Pelaku juga sudah menyiapkan senjata tajam berupa sabit untuk menjalankan rencananya tersebut pada 18 Oktober 2023 yang bertepatan dengan adanya kegiatan orkes di Desa Ganjaran.

Saat itu Pplaku menunggu korban di depan rumahnya sejak pukul 19.00 WIB.

"Masyarakat banyak berkumpul di lokasi kegiatan acara tersebut. Pelaku menunggu hingga pukul 21.45 WIB. Korban yang akan masuk rumah, dihampiri oleh pelaku," katanya.

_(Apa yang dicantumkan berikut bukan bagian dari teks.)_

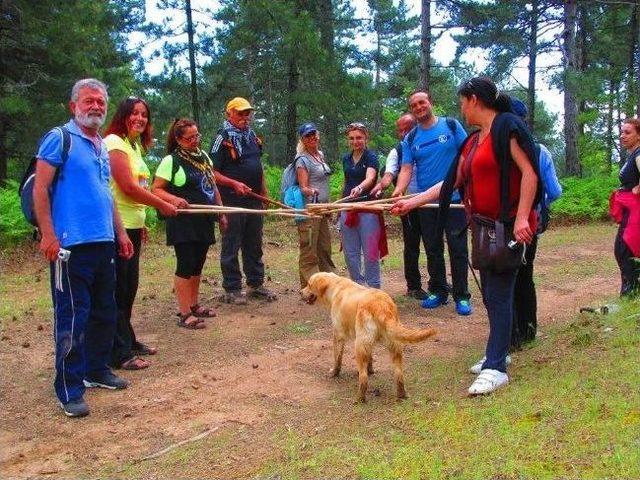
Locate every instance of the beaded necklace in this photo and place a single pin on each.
(200, 161)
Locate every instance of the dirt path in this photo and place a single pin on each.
(232, 375)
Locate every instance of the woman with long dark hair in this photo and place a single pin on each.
(498, 173)
(312, 174)
(625, 208)
(128, 137)
(362, 232)
(186, 176)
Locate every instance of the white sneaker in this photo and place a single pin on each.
(488, 381)
(477, 368)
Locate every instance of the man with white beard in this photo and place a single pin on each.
(80, 227)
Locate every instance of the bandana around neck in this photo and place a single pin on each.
(236, 135)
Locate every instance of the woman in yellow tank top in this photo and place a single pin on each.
(128, 137)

Lebih lanjut, saat korban sudah berhadapan dengan pelaku terjadi perselisihan dan kemudian pelaku membacok korban dengan sabit yang telah disiapkan. Namun, pelaku merasa sabit yang dipergunakan tersebut tidak dalam kondisi tajam, sehingga ia kembali ke dalam rumah untuk mengambil sabit lainnya.

"Pelaku kembali ke rumah untuk mengambil sabit yang tajam dan terjadilah pembacokan lagi di lokasi kedua dan dinyatakan bahwa di lokasi kedua tersebut korban meninggal dunia. Jarak dari lokasi pertama dan kedua kurang lebih 200 meter," katanya.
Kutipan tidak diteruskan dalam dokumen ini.